When American dance music runs low on ideas, it often seems to appropriate the latest British craze. At the moment, that is dubstep.
Morphing from the 2-step and drum-n-bass genres, the tough drum patterns and syncopated basslines of dubstep make its appeal universal. The American translation of this very British sound, however, is a whole other entity.
Dubstep has moved up the American ranks quicker than other, though decidedly underground, offshoots of dance music. Ensconced in the main room and/or main stage at large parties and raves, the dubstep headliner often shares equal billing with the trance and house headliners. Think of it as similar to hip hop, but with no rapper and even more bass.
For L.A.’s Reid Speed, who originally came to the public’s attention through drum-n-bass, dubstep is not only more palatable to audiences, but it’s also a more accepting culture than the insular drum-n-bass world. And now, Play Me Records, which she founded in 2009, holds the position of top American dubstep label on Beatport. Its offshoot imprint, Play Me Too, has just released a compilation of up-and-coming producers from around the globe called Play Me Too Presents The New Blood Of Dubstep.

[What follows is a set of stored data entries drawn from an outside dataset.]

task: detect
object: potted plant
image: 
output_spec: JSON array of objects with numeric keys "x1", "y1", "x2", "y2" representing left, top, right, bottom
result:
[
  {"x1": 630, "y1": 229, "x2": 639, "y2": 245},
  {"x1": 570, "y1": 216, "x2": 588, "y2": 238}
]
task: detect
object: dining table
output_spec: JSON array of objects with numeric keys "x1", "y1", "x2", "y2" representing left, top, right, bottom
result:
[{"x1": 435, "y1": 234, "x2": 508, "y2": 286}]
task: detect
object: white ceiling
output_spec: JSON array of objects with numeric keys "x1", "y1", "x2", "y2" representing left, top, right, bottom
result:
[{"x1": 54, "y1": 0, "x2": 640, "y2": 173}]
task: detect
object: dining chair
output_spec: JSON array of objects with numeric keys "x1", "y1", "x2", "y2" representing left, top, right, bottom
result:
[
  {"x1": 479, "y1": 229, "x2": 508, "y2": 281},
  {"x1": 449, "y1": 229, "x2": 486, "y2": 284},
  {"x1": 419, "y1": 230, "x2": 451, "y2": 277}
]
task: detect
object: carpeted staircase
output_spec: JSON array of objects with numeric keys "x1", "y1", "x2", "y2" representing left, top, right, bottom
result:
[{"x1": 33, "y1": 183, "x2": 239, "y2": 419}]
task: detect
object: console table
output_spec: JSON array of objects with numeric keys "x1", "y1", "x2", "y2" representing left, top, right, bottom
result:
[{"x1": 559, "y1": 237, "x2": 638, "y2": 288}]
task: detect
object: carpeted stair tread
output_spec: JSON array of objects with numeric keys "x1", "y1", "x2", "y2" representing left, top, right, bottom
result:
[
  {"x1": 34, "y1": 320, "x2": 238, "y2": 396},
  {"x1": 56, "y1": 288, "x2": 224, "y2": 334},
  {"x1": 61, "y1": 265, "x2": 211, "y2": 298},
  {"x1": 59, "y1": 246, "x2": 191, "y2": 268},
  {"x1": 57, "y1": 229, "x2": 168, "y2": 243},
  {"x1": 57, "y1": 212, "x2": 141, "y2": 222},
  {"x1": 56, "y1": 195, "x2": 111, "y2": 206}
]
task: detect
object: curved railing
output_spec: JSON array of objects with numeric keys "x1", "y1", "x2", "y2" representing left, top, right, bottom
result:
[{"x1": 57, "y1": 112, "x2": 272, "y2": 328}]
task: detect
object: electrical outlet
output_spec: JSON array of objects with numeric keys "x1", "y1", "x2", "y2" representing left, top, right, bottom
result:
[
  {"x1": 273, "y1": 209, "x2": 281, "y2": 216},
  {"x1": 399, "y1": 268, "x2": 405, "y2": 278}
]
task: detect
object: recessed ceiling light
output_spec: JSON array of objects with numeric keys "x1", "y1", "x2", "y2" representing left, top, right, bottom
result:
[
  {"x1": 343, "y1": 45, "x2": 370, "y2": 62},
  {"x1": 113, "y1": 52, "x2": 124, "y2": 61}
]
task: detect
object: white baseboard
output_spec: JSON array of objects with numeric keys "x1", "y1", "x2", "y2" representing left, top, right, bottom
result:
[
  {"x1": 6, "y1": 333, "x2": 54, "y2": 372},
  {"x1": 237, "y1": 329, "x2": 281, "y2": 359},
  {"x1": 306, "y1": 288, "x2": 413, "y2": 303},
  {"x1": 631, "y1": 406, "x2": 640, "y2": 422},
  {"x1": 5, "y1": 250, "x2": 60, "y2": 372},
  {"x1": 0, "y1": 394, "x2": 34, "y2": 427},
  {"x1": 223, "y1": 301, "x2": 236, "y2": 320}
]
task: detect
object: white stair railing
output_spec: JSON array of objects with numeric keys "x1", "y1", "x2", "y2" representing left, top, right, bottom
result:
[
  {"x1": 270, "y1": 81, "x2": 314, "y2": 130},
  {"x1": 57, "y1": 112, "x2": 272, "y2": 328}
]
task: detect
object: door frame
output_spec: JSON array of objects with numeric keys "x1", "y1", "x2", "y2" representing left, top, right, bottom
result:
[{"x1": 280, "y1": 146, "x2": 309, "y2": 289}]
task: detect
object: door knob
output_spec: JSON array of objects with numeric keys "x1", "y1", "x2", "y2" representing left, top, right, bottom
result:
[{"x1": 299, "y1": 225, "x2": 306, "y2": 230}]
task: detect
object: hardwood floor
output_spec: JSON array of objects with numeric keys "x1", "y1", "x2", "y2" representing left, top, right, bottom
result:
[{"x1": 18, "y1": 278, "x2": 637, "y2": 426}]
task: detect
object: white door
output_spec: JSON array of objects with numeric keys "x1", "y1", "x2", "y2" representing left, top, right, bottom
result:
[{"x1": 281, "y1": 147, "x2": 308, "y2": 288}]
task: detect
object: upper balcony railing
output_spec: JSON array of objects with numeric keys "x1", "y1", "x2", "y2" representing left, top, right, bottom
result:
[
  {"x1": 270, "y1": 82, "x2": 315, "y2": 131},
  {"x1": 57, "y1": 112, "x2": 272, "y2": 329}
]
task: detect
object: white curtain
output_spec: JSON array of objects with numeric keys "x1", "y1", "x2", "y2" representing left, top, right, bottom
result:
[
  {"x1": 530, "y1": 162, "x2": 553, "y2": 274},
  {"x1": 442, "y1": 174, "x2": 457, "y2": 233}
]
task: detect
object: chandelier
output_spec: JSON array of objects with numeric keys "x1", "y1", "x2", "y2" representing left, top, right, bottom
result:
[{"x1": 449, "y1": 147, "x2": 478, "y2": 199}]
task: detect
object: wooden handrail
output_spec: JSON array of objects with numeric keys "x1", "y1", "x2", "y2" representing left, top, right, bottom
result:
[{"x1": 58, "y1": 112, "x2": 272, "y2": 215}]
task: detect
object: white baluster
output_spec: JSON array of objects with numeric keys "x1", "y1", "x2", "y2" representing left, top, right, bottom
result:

“I started the label after a series of musical projects I put a lot of energy into didn’t go anywhere,” says the transplanted New Yorker. “I wanted to do something where I was in control. If there’s one thing I’m good at, it’s picking tunes. I could put what I was good at to use without needing anyone else.”
Originally, Play Me was set up to mimic Speed’s multi-genre DJ sets, which incorporate drum-n-bass, electro-house, and dubstep—anything with a lot of bass in it. The imprint veered towards dubstep, she says, because Beatport prefers single-genre labels, the timing was right, and it had the most appealing bass component.